Dabei kommt es nicht darauf an, ob die in § 33 StGB genannten Affekte ein Ausmaß erreicht haben, das zu einer wesentlichen Verkennung der tatsächlichen Umstände hätte führen können.
Hat der Verteidiger sich über das Ausmaß einer von einem rechtswidrigen Angreifer drohenden Gefahr oder das zu ihrer Beseitigung erforderliche Mittel infolge einer auf tatsächlichem Gebiet liegenden Fehlvorstellung geirrt, so kommt ein nach § 16 I StGB exkulpierender Irrtum über Tatumstände in Betracht, und zwar unabhängig davon, auf welchen Gründen er beruht.

II. Ein Putativnotwehrexzess ist hingegen dann gegeben, wenn jemand sich irrtümlich einen rechtswidrigen Angriff vorstellt und dabei aus Verwirrung, Furcht oder Schrecken mit seiner „Abwehrhandlung“ die Grenzen der erforderlichen Verteidigung überschreitet, die ihm bei bestehender Notwehrlage erlaubt gewesen wäre.

III. Der Putativnotwehrexzess und der Erlaubnistatbestandsirrtum überschneiden sich zwar, eine klare Abgrenzung ist aber im Hinblick auf die unterschiedlichen Rechtsfolgen erforderlich: Der Erlaubnistatbestandsirrtum entlastet nach h. M. vom Vorsatzunrecht, während der Putativnotwehrexzess unbeachtlich ist. Die Regelung des § 33 StGB ist keine typisierte Erlaubnistatbestandsregelung (a.
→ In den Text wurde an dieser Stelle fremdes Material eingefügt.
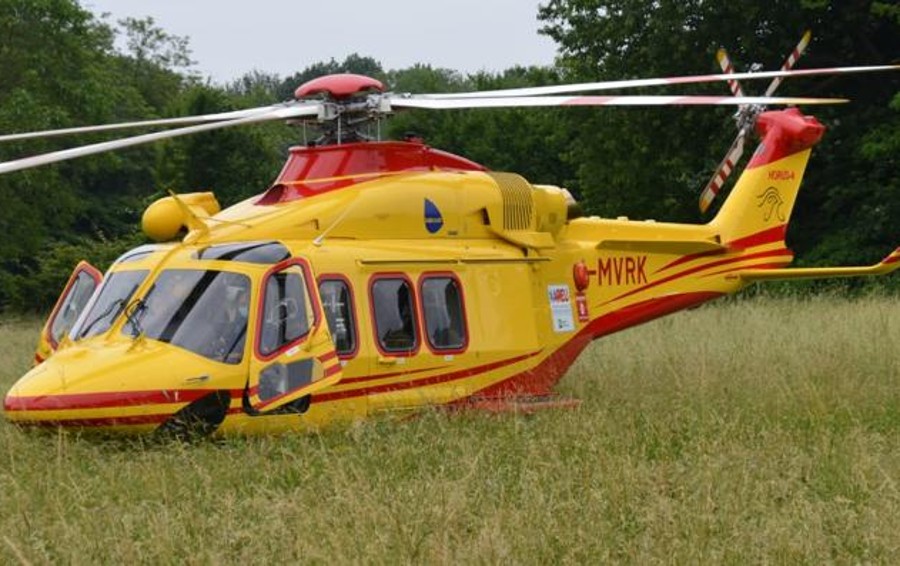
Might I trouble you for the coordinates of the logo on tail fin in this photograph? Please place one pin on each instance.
(770, 202)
A.: Frister, Die Struktur des „voluntativen Schuldelements“, 1993, 229).
1. Anders als beim extensiven Notwehrexzess ergibt sich beim Putativnotwehrexzess bereits aus dem Wortlaut und aus dem Gesetzeszusammenhang, dass es sich nicht um einen Anwendungsfall des § 33 StGB handelt, denn es liegt keine Notwehr vor und es hat auch nie eine Notwehrlage bestanden, so dass der Bereich der gerechtfertigter Abwehrhandlung auch nicht überschritten werden kann. Es wäre nicht nachzuvollziehen, wenn eine vermeidbare Putativnotwehr strafbar wäre, ihre schuldhafte Überschreitung aber straffrei bliebe (Roxin, FS Schaffstein 1975, 105, 119; Roxin AT/I § 22 Rn 95).
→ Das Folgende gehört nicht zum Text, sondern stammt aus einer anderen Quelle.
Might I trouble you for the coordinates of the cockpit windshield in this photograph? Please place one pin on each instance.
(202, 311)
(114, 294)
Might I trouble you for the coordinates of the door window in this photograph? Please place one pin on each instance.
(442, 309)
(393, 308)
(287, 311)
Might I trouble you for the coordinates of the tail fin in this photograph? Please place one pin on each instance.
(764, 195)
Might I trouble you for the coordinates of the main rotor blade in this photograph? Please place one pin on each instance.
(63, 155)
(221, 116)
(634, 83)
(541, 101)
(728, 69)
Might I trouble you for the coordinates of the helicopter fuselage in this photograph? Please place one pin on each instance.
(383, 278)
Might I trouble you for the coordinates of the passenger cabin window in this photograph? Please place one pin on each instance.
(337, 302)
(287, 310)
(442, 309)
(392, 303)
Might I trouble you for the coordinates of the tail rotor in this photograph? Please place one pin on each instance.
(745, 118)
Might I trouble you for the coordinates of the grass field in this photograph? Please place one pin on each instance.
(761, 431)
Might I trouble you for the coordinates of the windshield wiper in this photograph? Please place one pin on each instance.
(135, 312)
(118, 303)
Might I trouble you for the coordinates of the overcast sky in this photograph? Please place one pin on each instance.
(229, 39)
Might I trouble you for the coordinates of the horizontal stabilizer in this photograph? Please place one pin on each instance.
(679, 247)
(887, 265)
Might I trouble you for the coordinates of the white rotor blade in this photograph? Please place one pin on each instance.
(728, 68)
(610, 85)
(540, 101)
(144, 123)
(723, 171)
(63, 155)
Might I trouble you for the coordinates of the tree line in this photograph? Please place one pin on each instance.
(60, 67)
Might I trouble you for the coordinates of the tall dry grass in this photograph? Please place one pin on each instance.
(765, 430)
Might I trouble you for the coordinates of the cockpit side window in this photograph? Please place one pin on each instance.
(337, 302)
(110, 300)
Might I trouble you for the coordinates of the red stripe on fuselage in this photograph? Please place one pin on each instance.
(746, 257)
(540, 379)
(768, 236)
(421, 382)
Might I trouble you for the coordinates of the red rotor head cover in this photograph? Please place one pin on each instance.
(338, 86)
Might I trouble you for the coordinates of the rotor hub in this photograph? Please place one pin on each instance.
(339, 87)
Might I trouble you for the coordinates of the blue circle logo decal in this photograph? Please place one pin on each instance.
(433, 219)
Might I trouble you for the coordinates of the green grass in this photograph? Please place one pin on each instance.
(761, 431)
2. Nicht entschuldigt ist also, wer im asthenischen Affekt unbeteiligte Dritte verletzt (BGH NStZ 2002, 141; Schönke/Schröder/Lenckner/Perron, StGB, § 33 Rn 10), denn die Regelung des § 33 StGB ist auf diesen Fall weder direkt noch analog anwendbar. Bereits dem Wortlaut der Vorschrift ist für die Behandlung solcher Konstellationen nichts zu entnehmen. Gleichwohl folgt aus dem Sinn und Zweck der Vorschrift, dass in diesen Fällen eine Entschuldigung nicht durchgreifen kann, denn der Exzess trifft einen unbeteiligten Dritten, der am Konflikt keine Schuld trägt (MüKo-StGB/Erb, § 33 Rn 25 m. w. Nachw.). Die Drittwirkung kann im Einzelfall daher allenfalls nach § 34 StGB gerechtfertigt bzw. nach § 35 StGB entschuldigt sein.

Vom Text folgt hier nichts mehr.